🐛 Describe the bug
I encountered a RuntimeError while running a full fine-tuning experiment using the LLaMA-Factory on a model with BFloat16 precision. The error occurred during the training process when executing the fused_linear_cross_entropy_forward operation. The error traceback indicates a mismatch in data types between mat1 and mat2, specifically BFloat16 and Float. The models used were qwen2.5 3b and llama3.2 3b.
Error Log
0% 0/1376 [00:00<?, ?it/s]Traceback (most recent call last):
File "/usr/local/bin/llamafactory-cli", line 8, in
sys.exit(main())
File "/content/LLaMA-Factory/src/llamafactory/cli.py", line 111, in main
run_exp()
File "/content/LLaMA-Factory/src/llamafactory/train/tuner.py", line 50, in run_exp
run_sft(model_args, data_args, training_args, finetuning_args, generating_args, callbacks)
File "/content/LLaMA-Factory/src/llamafactory/train/sft/workflow.py", line 96, in run_sft
train_result = trainer.train(resume_from_checkpoint=training_args.resume_from_checkpoint)
File "/usr/local/lib/python3.10/dist-packages/transformers/trainer.py", line 2052, in train
return inner_training_loop(
File "/usr/local/lib/python3.10/dist-packages/transformers/trainer.py", line 2388, in _inner_training_loop
tr_loss_step = self.training_step(model, inputs)
File "/usr/local/lib/python3.10/dist-packages/transformers/trainer.py", line 3485, in training_step
loss = self.compute_loss(model, inputs)
File "/usr/local/lib/python3.10/dist-packages/transformers/trainer.py", line 3532, in compute_loss
outputs = model(**inputs)
File "/usr/local/lib/python3.10/dist-packages/torch/nn/modules/module.py", line 1553, in _wrapped_call_impl
return self._call_impl(*args, **kwargs)
File "/usr/local/lib/python3.10/dist-packages/torch/nn/modules/module.py", line 1562, in _call_impl
return forward_call(*args, **kwargs)
File "/usr/local/lib/python3.10/dist-packages/accelerate/utils/operations.py", line 820, in forward
return model_forward(*args, **kwargs)
File "/usr/local/lib/python3.10/dist-packages/accelerate/utils/operations.py", line 808, in call
return convert_to_fp32(self.model_forward(*args, **kwargs))
File "/usr/local/lib/python3.10/dist-packages/torch/amp/autocast_mode.py", line 43, in decorate_autocast
return func(*args, **kwargs)
File "/content/LLaMA-Factory/Liger-Kernel/src/liger_kernel/transformers/model/qwen2.py", line 108, in lce_forward
loss = lce(self.lm_head.weight, shift_hidden_states, shift_labels)

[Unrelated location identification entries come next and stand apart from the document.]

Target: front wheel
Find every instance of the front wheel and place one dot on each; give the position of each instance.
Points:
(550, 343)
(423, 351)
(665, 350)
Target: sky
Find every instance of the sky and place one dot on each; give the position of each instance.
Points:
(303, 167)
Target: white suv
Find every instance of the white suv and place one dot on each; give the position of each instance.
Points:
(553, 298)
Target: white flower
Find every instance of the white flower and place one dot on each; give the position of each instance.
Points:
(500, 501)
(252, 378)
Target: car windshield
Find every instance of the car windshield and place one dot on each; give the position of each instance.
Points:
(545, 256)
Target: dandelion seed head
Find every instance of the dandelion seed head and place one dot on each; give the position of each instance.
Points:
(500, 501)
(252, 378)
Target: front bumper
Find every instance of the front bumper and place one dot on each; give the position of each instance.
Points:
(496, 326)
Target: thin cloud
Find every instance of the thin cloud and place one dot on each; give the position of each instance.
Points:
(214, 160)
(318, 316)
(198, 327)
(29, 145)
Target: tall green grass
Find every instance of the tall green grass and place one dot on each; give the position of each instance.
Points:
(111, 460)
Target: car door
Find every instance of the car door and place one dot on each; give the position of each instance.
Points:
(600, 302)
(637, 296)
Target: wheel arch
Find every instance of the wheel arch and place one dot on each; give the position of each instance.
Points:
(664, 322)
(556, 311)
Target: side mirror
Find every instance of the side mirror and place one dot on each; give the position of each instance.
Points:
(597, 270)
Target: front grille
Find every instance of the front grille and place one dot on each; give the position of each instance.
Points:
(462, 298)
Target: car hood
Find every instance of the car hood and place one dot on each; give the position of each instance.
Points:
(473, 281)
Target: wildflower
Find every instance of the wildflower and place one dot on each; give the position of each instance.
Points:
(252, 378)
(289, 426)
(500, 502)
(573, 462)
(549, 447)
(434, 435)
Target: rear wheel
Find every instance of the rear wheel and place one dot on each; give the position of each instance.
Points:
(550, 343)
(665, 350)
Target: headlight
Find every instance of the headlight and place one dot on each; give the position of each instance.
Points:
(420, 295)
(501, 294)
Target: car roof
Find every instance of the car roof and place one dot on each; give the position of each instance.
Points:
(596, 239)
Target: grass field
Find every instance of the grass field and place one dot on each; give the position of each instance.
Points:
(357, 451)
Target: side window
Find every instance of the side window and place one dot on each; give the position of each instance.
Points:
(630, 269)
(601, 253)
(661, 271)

File "/usr/local/lib/python3.10/dist-packages/torch/nn/modules/module.py", line 1553, in _wrapped_call_impl
return self._call_impl(*args, **kwargs)
File "/usr/local/lib/python3.10/dist-packages/torch/nn/modules/module.py", line 1562, in _call_impl
return forward_call(*args, **kwargs)
File "/content/LLaMA-Factory/Liger-Kernel/src/liger_kernel/transformers/fused_linear_cross_entropy.py", line 13, in forward
return LigerFusedLinearCrossEntropyFunction.apply(
File "/usr/local/lib/python3.10/dist-packages/torch/autograd/function.py", line 574, in apply
return super().apply(*args, **kwargs) # type: ignore[misc]

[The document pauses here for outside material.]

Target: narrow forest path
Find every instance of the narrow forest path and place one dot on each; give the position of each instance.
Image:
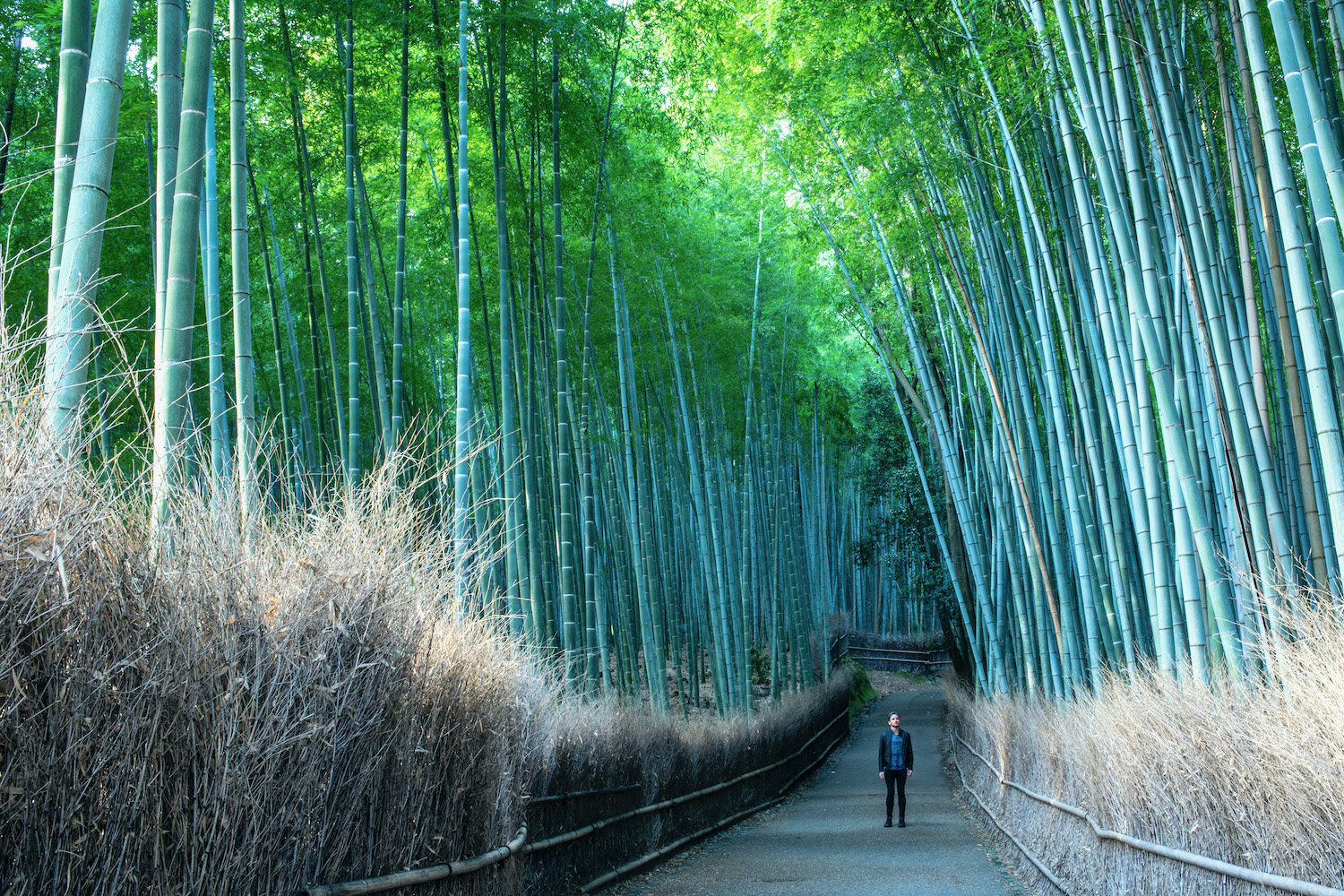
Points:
(830, 837)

File "/content/LLaMA-Factory/Liger-Kernel/src/liger_kernel/ops/fused_linear_cross_entropy.py", line 221, in forward
loss, grad_input, grad_weight, grad_bias = fused_linear_cross_entropy_forward(
File "/content/LLaMA-Factory/Liger-Kernel/src/liger_kernel/ops/fused_linear_cross_entropy.py", line 122, in fused_linear_cross_entropy_forward
torch.addmm(
RuntimeError: mat1 and mat2 must have the same dtype, but got BFloat16 and Float
Reproduce
Steps to Reproduce
Use Colab with A100 40GB.
Run the full fine-tuning experiment with the LLaMA-Factory on a model with BFloat16 precision.
Observe the error during the training process.
Expected Behavior
The training process should execute without encountering a RuntimeError due to dtype mismatch.
Temporary Fix
Comment out the line causing the error in the fused_linear_cross_entropy_forward function located in src/liger_kernel/ops/fused_linear_cross_entropy.py. Line 101: logits_chunk = logits_chunk.to(dtype)
Versions
Main